O ministro ainda destaca que não há uma dicotomia entre proteção à saúde da população e proteção à economia e aos empregos da mesma população, tal como vendo sendo alegado, pois o mundo inteiro está passando por medidas restritivas em matéria de saúde e pelos impactos econômicos delas decorrentes.

“Caso o Brasil não adote medidas de contenção da propagação do vírus, o próprio país poderá ser compreendido como uma ameaça aos que o estão combatendo, passando a correr o risco de isolamento econômico. Não bastasse isso, a supressão das medidas de distanciamento social levará inevitavelmente à propagação do vírus, conforme ampla experiência internacional, e, em algum momento do futuro, a medida de restrição da população será ainda mais grave. Portanto, a demora na tomada de medidas de contenção da propagação do vírus tende a aumentar os riscos também para a economia. Nota-se, portanto, que a economia precisa que a saúde pública seja protegida para que volte a funcionar em situação de normalidade”, diz o ministro.

Por fim, o ministro argumenta que não se trata de decisão política de competência do presidente da República sobre como conduzir o país durante a pandemia da Covid-19. Isso porque, na visão de Barroso, haveria uma decisão política “se a autoridade eleita estivesse diante de duas ou mais medidas aptas a produzir o mesmo resultado: o bem estar da população, e optasse legitimamente por uma delas”. O ministro entende não ser o caso.

“A supressão das medidas de distanciamento social, como informa a ciência, não produzirá resultado favorável à proteção da vida e da saúde da população. Não se trata de questão ideológica. Trata-se de questão técnica. E o Supremo Tribunal Federal tem o dever constitucional de tutelar os direitos fundamentais à vida, à saúde e à informação de todos os brasileiros”, conclui.

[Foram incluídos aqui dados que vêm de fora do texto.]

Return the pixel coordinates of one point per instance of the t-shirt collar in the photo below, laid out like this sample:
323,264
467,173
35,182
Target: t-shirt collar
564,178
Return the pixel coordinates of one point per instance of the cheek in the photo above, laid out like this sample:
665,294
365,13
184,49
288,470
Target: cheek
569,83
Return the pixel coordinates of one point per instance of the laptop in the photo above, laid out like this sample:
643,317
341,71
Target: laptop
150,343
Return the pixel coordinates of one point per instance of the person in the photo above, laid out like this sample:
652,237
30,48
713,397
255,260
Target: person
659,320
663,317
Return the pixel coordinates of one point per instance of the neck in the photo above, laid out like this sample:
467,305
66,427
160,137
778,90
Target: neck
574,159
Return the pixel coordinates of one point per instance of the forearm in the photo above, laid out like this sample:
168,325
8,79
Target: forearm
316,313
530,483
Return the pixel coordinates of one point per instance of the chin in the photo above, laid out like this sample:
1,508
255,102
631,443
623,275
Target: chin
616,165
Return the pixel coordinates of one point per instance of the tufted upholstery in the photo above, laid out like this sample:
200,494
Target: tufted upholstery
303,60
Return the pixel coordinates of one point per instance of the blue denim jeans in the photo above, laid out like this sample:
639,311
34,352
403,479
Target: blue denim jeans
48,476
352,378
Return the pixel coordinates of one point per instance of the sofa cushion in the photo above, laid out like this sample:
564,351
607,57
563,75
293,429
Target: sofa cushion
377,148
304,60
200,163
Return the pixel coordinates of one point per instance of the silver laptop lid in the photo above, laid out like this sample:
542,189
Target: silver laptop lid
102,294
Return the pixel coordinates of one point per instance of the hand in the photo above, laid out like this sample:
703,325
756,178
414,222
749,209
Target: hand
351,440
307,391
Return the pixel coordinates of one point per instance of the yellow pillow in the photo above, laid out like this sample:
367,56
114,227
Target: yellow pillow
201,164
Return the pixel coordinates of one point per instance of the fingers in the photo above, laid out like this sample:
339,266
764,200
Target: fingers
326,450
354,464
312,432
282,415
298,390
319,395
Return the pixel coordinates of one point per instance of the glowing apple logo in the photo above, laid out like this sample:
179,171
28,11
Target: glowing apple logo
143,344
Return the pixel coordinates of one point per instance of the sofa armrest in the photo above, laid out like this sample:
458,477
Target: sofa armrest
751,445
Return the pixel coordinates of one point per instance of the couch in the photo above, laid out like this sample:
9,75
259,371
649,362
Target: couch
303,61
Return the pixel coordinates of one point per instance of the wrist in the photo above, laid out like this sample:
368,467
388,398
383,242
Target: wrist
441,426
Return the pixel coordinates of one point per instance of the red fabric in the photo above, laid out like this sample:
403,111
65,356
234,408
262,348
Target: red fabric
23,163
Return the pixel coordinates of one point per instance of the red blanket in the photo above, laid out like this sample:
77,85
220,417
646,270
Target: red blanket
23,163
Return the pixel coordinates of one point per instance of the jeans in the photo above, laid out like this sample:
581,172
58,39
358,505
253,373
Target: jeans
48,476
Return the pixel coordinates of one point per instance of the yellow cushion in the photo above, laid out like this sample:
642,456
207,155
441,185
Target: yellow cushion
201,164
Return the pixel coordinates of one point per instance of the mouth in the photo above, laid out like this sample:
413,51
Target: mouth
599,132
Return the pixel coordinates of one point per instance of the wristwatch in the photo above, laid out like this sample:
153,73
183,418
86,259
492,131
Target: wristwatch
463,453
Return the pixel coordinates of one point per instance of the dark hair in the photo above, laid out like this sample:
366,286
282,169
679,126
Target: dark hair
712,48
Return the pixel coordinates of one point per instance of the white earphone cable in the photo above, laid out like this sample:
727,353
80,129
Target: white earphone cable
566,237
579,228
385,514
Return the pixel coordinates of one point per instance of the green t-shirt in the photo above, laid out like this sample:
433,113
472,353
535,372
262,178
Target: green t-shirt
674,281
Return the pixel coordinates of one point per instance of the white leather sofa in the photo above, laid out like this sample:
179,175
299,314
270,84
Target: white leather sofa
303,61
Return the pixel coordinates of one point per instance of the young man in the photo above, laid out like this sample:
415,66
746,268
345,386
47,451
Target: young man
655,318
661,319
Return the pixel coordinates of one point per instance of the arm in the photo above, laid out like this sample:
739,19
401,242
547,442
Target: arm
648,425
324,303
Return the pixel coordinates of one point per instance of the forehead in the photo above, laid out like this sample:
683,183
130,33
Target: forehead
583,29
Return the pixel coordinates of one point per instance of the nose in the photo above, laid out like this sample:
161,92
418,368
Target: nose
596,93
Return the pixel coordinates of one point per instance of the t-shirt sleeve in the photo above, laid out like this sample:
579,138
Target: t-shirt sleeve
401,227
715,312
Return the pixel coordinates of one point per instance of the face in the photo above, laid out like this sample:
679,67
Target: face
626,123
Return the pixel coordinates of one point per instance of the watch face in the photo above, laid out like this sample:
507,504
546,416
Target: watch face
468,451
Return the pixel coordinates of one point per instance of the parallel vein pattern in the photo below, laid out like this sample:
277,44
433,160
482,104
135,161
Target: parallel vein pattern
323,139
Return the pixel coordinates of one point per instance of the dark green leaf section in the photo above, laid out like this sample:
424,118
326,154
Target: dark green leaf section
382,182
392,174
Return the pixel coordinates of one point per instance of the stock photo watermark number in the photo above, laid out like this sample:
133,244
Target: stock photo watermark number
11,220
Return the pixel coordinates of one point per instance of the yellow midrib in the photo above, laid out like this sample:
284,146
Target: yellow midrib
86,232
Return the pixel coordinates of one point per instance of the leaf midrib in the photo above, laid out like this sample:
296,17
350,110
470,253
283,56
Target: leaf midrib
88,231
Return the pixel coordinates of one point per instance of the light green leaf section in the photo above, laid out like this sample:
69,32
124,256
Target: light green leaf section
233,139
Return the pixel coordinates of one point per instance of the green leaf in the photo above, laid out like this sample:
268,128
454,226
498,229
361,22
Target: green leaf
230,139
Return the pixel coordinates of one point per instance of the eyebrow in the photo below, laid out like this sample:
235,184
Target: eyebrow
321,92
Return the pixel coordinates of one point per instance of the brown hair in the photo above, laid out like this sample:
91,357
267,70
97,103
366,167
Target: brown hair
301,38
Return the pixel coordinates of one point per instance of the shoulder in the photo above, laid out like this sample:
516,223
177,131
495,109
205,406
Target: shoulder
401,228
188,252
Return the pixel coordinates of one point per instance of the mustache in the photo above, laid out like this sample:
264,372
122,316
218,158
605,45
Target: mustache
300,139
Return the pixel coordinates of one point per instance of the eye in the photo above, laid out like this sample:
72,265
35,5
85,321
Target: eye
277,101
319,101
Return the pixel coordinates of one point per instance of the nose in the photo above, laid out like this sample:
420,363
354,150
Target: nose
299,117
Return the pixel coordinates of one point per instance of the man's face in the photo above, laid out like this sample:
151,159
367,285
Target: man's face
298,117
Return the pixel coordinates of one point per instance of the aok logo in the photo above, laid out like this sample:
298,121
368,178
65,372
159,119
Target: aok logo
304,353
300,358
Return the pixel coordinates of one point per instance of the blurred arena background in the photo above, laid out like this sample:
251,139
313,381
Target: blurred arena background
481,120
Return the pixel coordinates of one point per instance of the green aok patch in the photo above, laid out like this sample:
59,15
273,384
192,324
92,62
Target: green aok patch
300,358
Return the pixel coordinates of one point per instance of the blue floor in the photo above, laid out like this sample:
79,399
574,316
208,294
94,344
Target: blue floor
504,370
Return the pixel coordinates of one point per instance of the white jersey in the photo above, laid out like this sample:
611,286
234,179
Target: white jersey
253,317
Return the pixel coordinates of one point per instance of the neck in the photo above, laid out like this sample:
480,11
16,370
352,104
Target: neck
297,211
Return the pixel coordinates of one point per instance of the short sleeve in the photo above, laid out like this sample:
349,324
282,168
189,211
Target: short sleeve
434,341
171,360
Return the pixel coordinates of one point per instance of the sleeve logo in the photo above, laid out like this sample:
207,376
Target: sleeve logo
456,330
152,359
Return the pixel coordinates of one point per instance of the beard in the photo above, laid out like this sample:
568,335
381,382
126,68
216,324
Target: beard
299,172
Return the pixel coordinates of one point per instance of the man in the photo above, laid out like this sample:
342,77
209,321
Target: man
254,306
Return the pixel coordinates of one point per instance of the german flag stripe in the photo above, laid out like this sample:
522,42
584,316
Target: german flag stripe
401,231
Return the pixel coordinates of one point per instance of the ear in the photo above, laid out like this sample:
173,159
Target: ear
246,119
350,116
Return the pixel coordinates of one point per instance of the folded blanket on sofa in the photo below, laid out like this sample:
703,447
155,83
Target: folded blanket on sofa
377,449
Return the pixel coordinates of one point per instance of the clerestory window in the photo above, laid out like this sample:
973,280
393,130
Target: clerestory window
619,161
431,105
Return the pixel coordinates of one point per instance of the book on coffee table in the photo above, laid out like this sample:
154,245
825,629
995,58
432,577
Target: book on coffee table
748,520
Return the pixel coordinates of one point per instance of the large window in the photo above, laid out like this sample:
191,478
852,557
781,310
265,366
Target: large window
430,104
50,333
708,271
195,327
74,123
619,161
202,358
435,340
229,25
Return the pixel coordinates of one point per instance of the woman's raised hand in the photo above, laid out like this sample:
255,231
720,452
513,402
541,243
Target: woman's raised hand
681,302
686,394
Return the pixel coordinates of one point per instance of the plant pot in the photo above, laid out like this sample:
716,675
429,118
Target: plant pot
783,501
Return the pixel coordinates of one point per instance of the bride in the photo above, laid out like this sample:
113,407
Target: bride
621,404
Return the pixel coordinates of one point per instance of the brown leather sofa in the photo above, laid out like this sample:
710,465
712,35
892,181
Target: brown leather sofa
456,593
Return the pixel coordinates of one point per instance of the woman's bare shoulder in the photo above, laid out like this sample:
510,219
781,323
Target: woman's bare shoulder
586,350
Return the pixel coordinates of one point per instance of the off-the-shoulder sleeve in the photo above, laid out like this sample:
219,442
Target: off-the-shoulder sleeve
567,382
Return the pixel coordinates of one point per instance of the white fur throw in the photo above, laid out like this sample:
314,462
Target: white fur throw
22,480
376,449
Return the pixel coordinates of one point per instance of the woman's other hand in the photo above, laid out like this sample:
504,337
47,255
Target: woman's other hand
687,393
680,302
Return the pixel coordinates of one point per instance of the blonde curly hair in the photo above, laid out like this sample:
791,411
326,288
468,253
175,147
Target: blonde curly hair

Na ADPF 669, o partido Rede Sustentabilidade considerou fato consumado a celebração de contrato da Secretaria de Comunicação da Presidência da República, no valor aproximado de R$ 4,8 milhões, com a empresa de publicidade “iComunicação” para a elaboração de campanha que – a pretexto de auxiliar no controle da disseminação do coronavírus – “acaba espalhando a desinformação em massa, na contramão de consensos mínimos firmados por autoridades sanitárias e médicas nacionais e internacionais, além de violar princípios basilares da Administração Pública”.

Já na ADPF 668, a CNTM apontou “risco de disseminação de desinformação e lesão irreversível ao erário”, considerando que tal campanha – ao concitar a população a interromper a quarentena e sair do isolamento social “prescrito pelas maiores autoridades mundiais em saúde pública, com base nas nefastas experiências vividas por outros países vitimados pela pandemia de coronavírus” – seria “uma frontal agressão ao preceito fundamental da saúde pública como direito inalienável do indivíduo e obrigação do Estado”.